Mesdames et messieurs les Ministres,
Excellences,
Mesdames et messieurs,

C’est pour moi un plaisir tout particulier d’être aujourd'hui à Varsovie pour participer à cette troisième conférence internationale annuelle sur l’OTAN organisée par le Centre pour les relations internationales. De nombreuses conférences ont été consacrées au nouveau concept stratégique ces derniers mois. 

Mais notre réflexion sur le sujet serait incomplète sans le point de vue de la Pologne.

Je voudrais, ce matin, mettre l’accent sur la notion de défense du territoire – sur ce qu'elle signifie à l'heure actuelle, et sur la manière dont nous continuons à la mettre en œuvre et à en préserver la crédibilité.

La défense de notre territoire et de nos populations a toujours été la tâche fondamentale de l’OTAN – et elle le restera dans le futur.
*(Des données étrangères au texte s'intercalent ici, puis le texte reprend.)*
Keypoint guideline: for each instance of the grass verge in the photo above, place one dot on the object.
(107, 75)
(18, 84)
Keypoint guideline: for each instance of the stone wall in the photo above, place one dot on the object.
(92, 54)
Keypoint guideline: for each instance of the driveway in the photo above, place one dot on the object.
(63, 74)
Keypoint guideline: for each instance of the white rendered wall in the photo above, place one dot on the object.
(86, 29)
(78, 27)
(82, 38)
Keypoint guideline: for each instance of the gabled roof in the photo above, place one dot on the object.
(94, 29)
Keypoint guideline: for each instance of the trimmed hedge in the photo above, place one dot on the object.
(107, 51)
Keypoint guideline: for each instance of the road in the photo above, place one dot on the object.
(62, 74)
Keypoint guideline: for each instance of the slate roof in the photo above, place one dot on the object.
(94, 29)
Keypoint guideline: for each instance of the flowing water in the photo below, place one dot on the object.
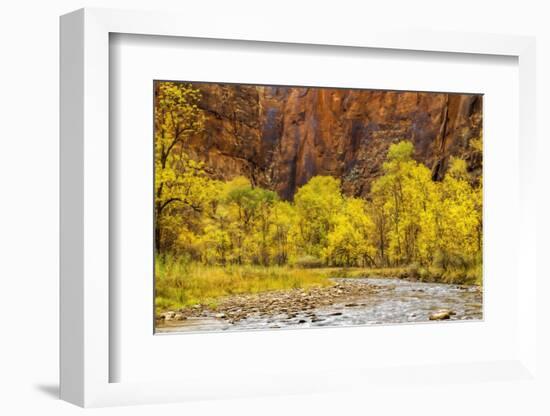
(394, 301)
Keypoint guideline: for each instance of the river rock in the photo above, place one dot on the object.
(441, 315)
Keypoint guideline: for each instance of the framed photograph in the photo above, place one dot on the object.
(274, 212)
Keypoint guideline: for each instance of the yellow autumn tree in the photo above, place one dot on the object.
(180, 182)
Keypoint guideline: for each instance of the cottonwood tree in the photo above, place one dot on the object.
(178, 179)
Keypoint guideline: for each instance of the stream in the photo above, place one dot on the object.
(394, 301)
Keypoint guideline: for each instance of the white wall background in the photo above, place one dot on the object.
(29, 182)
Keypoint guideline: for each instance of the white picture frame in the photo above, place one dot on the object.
(85, 165)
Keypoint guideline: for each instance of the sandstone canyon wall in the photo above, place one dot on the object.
(279, 137)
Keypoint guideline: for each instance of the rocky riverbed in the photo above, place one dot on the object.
(357, 301)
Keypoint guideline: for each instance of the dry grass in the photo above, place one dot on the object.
(179, 284)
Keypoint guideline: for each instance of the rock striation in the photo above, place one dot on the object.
(279, 137)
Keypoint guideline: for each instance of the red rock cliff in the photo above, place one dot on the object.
(280, 137)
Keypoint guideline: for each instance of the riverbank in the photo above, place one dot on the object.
(179, 285)
(354, 301)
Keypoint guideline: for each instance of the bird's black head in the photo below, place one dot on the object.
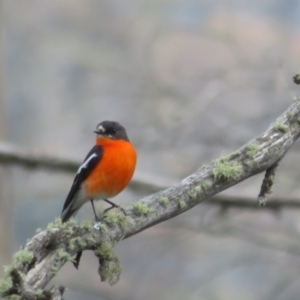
(111, 130)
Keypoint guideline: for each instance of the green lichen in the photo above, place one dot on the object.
(91, 240)
(64, 255)
(252, 149)
(280, 127)
(194, 192)
(87, 225)
(14, 297)
(181, 204)
(72, 244)
(5, 285)
(110, 270)
(58, 224)
(22, 257)
(105, 251)
(54, 270)
(207, 184)
(103, 227)
(227, 170)
(39, 292)
(164, 201)
(140, 209)
(116, 217)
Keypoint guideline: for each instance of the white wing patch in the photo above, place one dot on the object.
(85, 164)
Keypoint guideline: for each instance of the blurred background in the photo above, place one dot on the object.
(190, 80)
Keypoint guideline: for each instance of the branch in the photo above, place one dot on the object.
(145, 183)
(49, 250)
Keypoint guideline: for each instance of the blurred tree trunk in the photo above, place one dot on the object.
(6, 217)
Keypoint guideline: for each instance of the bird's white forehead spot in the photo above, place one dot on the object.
(101, 128)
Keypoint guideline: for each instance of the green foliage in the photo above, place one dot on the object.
(226, 169)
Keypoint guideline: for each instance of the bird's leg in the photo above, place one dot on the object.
(113, 205)
(96, 217)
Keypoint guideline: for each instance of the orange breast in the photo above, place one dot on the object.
(114, 171)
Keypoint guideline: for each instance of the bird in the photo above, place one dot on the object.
(105, 172)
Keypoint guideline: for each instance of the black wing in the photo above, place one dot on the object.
(88, 165)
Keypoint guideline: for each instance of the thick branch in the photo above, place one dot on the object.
(270, 147)
(10, 155)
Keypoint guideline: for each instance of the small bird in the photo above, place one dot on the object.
(105, 172)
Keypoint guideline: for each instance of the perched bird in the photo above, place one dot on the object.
(105, 172)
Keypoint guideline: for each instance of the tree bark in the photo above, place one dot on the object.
(45, 254)
(6, 204)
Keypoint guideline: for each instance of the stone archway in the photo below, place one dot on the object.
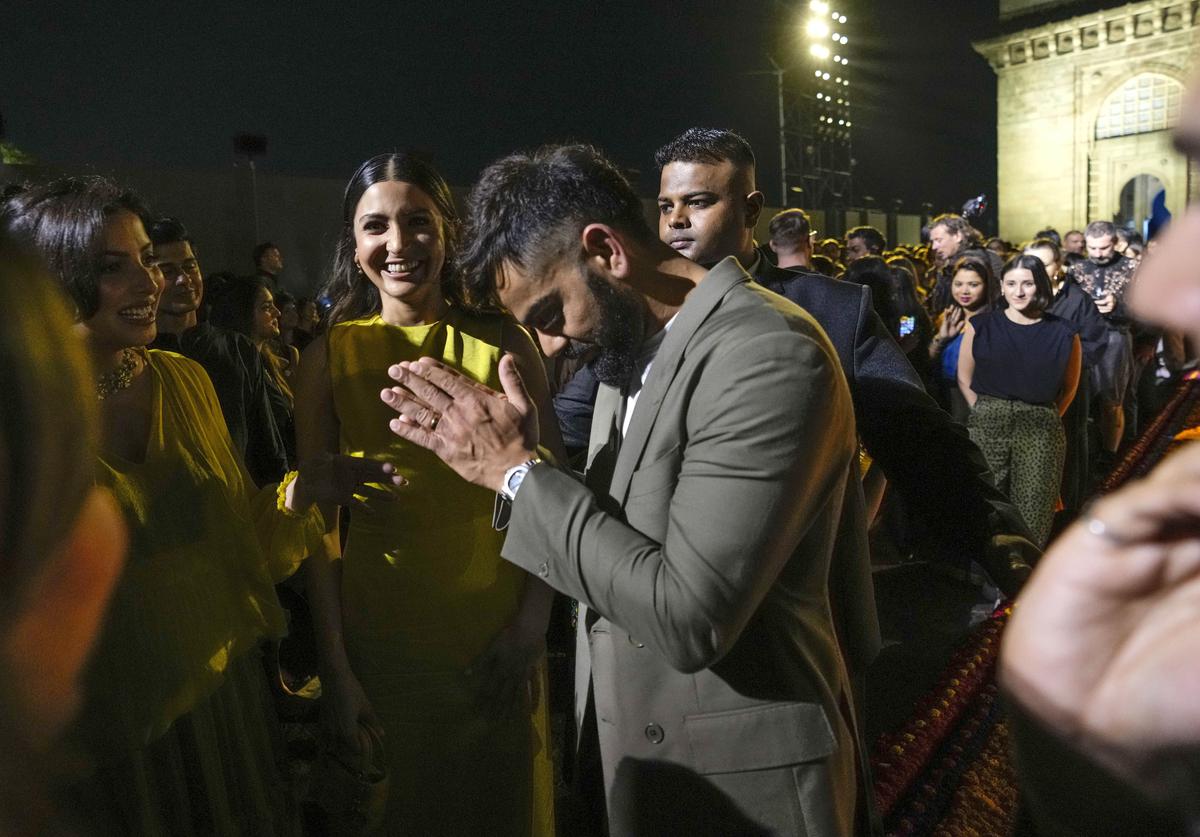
(1135, 202)
(1132, 144)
Mais nous devons dans le même temps examiner de plus près ce que la notion de dissuasion signifie au XXIe siècle. 

Nous devons décider quels seront les moyens qui garantiront que personne ne puisse envisager de mener avec succès une attaque contre un pays membre de l’OTAN. Je suis convaincu que, pour demeurer crédible, notre système de dissuasion doit continuer d’être basé sur une combinaison de moyens conventionnels et de moyens nucléaires. C’est ce que notre nouveau concept stratégique devra refléter.

Mais il devra aussi refléter le fait que la notion de défense du territoire est en train de changer. 

Ce ne sont pas des moyens militaires lourds et statiques qui dissuaderont les terroristes déterminés à déstabiliser nos sociétés, les pirates informatiques qui prennent pour cibles nos infrastructures critiques, ou encore les États voyous dotés d’armes nucléaires. Pour contrer ces nouvelles menaces et défendre nos territoires, il faut un certain niveau d’engagement. Je voudrais à présent mettre en relief trois domaines dans lesquels nous devons faire la preuve de cet engagement.

Tout d’abord, si nous voulons combattre le terrorisme, nous devons agir à sa source même. C’est ce que nous faisons en Afghanistan, où nous sommes arrivés à un point crucial de notre mission. 

La contribution militaire de l’OTAN a augmenté de façon significative, et la contribution civile de la communauté internationale s’est elle aussi accrue, ce qui a fortement réorienté la dynamique au détriment des talibans. 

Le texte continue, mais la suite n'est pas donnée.